Dans le « marché prisé » bordelais, relève CBRE France, même « les artères secondaires poursuivent leur montée en puissance », grâce notamment aux « bailleurs principalement privés, faisant preuve de souplesse dans les négociations ». Cela se traduit par des mois de loyers offerts, voire un financement des travaux avant installation du preneur.
« Désaffection pour les grands formats »
Enfin, à Marseille, le centre-ville modernisé, après avoir souffert de la concurrence de la périphérie combinée aux travaux de sa rénovation, attire de nouvelles enseignes désireuses de s’implanter sous des formats innovants comme les pop-up stores. D’où la nécessité, pour les bailleurs, de repenser les baux commerciaux. Et sur ce point, observe CBRE France, les propriétaires en ville sont moins flexibles que leurs homologues des centres commerciaux, en position de faiblesse depuis le début de la pandémie.
« La désaffection pour les grands formats et les longues sessions de courses est de plus en plus forte, quand le supermarché de taille intermédiaire résiste », relève Sophie Desmazières, présidente-fondatrice de la plate-forme BureauxLocaux. Ce qui explique la recomposition en cours à l’échelle nationale. « Dans l’alimentaire, les loisirs et paradoxalement la restauration, les leaders sont extrêmement agressifs, la Fnac aussi », assure Maxime Forgeot.
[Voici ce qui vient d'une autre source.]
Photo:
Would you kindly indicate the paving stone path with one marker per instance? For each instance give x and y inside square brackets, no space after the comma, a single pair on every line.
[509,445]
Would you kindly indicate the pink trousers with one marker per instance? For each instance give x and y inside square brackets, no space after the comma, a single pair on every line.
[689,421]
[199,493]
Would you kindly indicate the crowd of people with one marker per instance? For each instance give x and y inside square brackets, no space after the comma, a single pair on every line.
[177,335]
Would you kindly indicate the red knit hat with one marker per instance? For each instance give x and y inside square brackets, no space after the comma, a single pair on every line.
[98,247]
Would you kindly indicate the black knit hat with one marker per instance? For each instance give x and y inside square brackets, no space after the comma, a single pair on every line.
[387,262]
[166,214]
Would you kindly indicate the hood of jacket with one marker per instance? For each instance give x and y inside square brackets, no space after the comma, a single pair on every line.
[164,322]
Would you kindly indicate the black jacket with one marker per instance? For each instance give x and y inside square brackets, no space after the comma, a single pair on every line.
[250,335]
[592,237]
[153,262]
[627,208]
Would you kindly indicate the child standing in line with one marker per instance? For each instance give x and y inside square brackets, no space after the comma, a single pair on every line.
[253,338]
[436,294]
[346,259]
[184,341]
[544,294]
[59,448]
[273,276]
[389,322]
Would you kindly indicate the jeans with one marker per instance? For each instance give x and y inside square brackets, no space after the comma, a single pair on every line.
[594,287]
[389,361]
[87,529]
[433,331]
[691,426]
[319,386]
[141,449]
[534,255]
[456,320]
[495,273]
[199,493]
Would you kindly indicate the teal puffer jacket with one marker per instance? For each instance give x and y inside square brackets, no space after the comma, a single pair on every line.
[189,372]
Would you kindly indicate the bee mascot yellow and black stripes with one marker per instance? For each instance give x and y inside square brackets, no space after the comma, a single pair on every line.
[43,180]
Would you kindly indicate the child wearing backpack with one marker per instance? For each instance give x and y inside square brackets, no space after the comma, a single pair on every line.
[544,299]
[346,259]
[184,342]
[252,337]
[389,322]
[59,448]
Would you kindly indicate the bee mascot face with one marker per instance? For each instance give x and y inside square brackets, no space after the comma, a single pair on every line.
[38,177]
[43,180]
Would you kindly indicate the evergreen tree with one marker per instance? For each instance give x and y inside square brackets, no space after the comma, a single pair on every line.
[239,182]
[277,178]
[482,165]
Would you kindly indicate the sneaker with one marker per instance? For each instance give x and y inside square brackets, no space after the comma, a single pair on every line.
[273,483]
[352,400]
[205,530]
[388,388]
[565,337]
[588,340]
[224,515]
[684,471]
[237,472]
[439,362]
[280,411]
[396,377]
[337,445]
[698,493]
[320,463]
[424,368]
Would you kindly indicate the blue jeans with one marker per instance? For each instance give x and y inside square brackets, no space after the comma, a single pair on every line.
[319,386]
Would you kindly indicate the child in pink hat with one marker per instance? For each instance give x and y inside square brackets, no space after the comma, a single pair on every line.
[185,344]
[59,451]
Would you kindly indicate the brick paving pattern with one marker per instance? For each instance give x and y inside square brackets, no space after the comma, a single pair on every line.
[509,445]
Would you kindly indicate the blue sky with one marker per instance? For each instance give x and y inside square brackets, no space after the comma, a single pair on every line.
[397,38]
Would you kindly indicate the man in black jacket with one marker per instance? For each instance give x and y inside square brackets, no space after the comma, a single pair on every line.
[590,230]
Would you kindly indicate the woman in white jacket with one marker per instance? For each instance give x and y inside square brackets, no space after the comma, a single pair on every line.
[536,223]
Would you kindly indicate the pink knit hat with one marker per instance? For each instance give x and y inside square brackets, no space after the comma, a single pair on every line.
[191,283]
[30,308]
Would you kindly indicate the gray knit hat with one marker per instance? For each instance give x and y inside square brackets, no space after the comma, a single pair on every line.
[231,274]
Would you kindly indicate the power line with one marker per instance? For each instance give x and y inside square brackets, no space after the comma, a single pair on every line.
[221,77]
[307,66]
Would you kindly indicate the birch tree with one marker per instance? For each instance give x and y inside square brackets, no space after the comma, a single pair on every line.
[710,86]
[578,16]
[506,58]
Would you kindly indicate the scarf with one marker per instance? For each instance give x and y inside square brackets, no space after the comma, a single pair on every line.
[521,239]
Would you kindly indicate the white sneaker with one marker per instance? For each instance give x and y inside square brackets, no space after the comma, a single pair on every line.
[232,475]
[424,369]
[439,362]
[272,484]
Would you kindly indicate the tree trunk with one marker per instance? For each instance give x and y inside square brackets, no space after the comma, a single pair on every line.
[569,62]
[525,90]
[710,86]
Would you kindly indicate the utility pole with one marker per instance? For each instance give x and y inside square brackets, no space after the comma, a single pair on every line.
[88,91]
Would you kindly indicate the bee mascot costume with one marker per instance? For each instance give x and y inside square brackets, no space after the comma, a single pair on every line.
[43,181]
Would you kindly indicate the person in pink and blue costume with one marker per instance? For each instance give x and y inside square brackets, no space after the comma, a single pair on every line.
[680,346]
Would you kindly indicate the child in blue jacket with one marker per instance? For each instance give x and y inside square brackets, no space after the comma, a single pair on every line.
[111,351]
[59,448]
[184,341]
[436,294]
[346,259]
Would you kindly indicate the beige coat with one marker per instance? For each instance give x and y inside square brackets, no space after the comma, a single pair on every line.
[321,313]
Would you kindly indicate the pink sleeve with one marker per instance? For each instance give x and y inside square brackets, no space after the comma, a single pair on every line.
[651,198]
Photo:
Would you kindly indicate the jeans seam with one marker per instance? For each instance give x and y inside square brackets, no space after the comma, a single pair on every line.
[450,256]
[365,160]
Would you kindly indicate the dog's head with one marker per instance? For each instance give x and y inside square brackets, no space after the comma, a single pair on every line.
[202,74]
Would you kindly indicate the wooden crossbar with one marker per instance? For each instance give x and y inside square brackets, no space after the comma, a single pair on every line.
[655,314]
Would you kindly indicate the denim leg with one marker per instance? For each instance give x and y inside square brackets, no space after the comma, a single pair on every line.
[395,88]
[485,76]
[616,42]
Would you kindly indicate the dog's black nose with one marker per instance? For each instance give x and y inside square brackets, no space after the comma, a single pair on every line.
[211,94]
Déjà un emballement alors que la page Covid-19 n’est toujours pas tournée ? « Avec l’allègement des restrictions, le regain de consommation observé depuis mai et le retour progressif des salariés au bureau, note Antoine Salmon, directeur du département commerces locatifs de la société de conseil Knight Frank France, l’optimisme est de rigueur, même si l’incertitude demeure et que les touristes étrangers restent peu nombreux – en particulier les nationalités les plus dépensières et/ou à fort pouvoir d’achat comme les Américains ou les Asiatiques. S’il y a indubitablement du mieux, le retour à la normale n’est sans doute pas attendu avant la fin de 2022 voire 2023. »
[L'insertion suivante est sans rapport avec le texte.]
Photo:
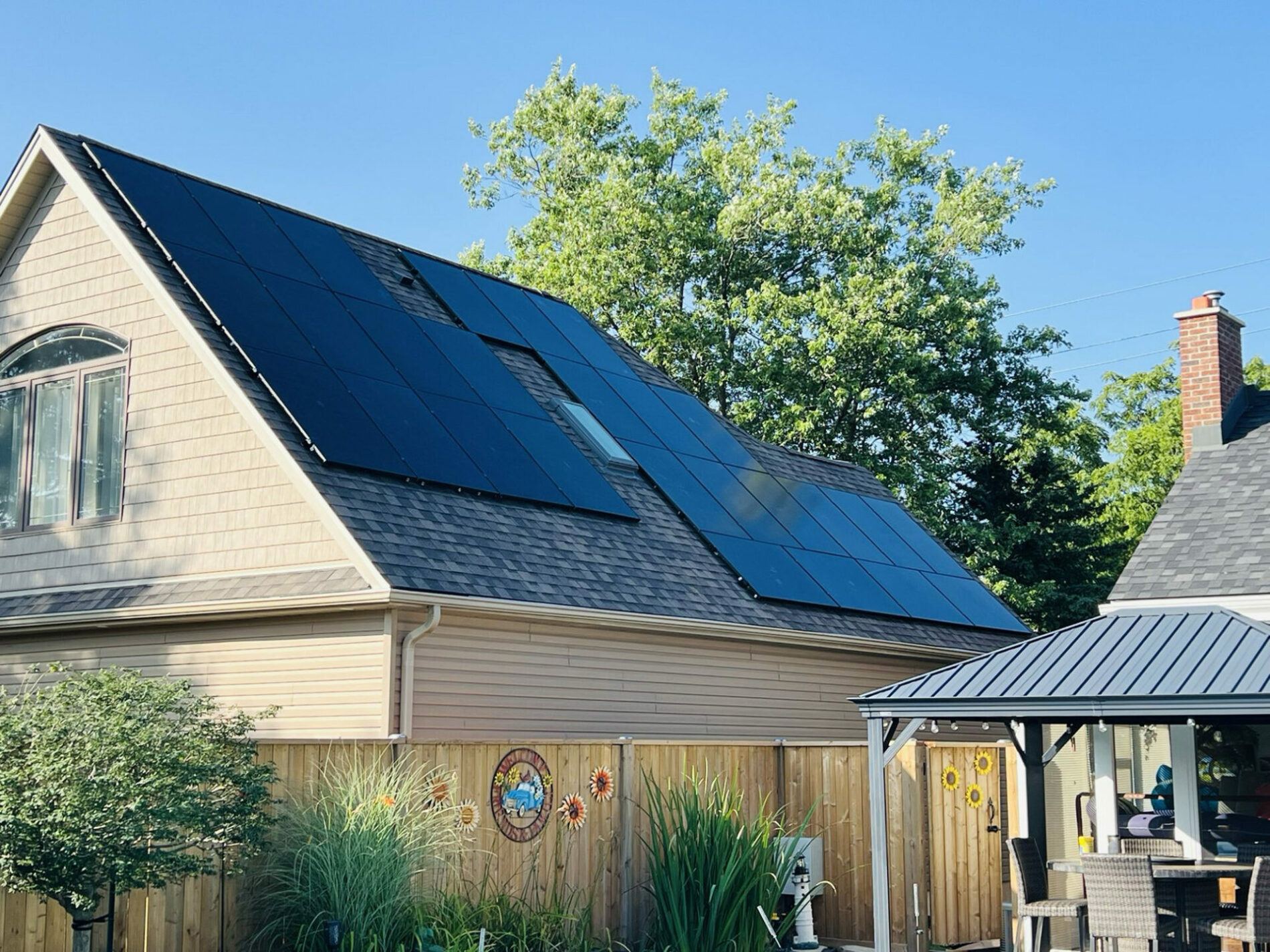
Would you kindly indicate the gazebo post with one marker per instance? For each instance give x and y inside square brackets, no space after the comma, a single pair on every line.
[1181,747]
[1106,798]
[878,834]
[1030,808]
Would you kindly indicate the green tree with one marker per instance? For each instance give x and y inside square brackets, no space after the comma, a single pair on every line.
[114,777]
[831,304]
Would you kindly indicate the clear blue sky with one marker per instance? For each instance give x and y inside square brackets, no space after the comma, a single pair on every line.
[1152,116]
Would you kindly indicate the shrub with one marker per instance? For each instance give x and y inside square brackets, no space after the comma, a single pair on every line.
[711,867]
[114,777]
[361,850]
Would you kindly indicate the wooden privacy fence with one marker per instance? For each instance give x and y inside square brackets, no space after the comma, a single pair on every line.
[936,839]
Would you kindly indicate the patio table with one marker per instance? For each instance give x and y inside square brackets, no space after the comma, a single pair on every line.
[1181,872]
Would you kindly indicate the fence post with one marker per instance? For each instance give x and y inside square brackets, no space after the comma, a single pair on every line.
[626,840]
[781,795]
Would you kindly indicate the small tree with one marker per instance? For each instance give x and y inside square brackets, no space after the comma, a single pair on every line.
[114,777]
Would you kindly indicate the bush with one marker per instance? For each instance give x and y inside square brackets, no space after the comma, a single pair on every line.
[711,868]
[358,850]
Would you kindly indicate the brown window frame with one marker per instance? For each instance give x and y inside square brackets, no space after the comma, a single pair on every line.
[28,382]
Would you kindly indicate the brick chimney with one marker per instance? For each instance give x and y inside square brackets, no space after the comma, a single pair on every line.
[1212,371]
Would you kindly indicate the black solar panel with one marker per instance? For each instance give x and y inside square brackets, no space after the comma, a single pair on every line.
[378,387]
[371,385]
[465,300]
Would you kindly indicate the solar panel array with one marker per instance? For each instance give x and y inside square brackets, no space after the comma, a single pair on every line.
[787,538]
[372,385]
[378,387]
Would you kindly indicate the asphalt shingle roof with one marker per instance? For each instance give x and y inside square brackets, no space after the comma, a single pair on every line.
[438,540]
[1212,536]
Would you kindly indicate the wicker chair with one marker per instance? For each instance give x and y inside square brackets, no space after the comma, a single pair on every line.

Les dark kitchens, un épiphénomène
Pour l’heure, le phénomène des dark kitchens se confirme mais reste marginal. Les restaurants-laboratoires dédiés à la livraison « s’implantent plutôt dans des quartiers excentrés, résidentiels et souvent dans des villes de première couronne comme Aubervilliers et Pantin », rappelle Antoine Salmon. Ces acteurs n’exercent donc « aucune pression immobilière » en centre-ville.
Quant au shop to shop, quand Boulanger s’installe chez Auchan ou Darty chez Carrefour, « le mouvement s’est récemment accéléré, illustrant la concentration accrue du secteur des commerces (rachat de Natures & Découvertes par Fnac/Darty, etc.) et confirmant l’intérêt de telles alliances (gain de nouveaux clients, rationalisation des coûts, hausse des paniers moyens, etc.) à l’heure où les enseignes sont fragilisées par la crise sanitaire », avance Antoine Salmon. De là à rebattre les cartes du marché ? « On peut supposer que ce modèle va encore se développer, mais il est difficile de le quantifier », répond-il.
Une certitude : les commerces de pied d’immeubles restent le type de produit le plus recherché, notamment par les commerçants de bouche, épargnés par les fermetures administratives. Autre critère primordial : l’emplacement – central, bien desservi, garantissant des flux élevés – prime. Sans jeu de mots.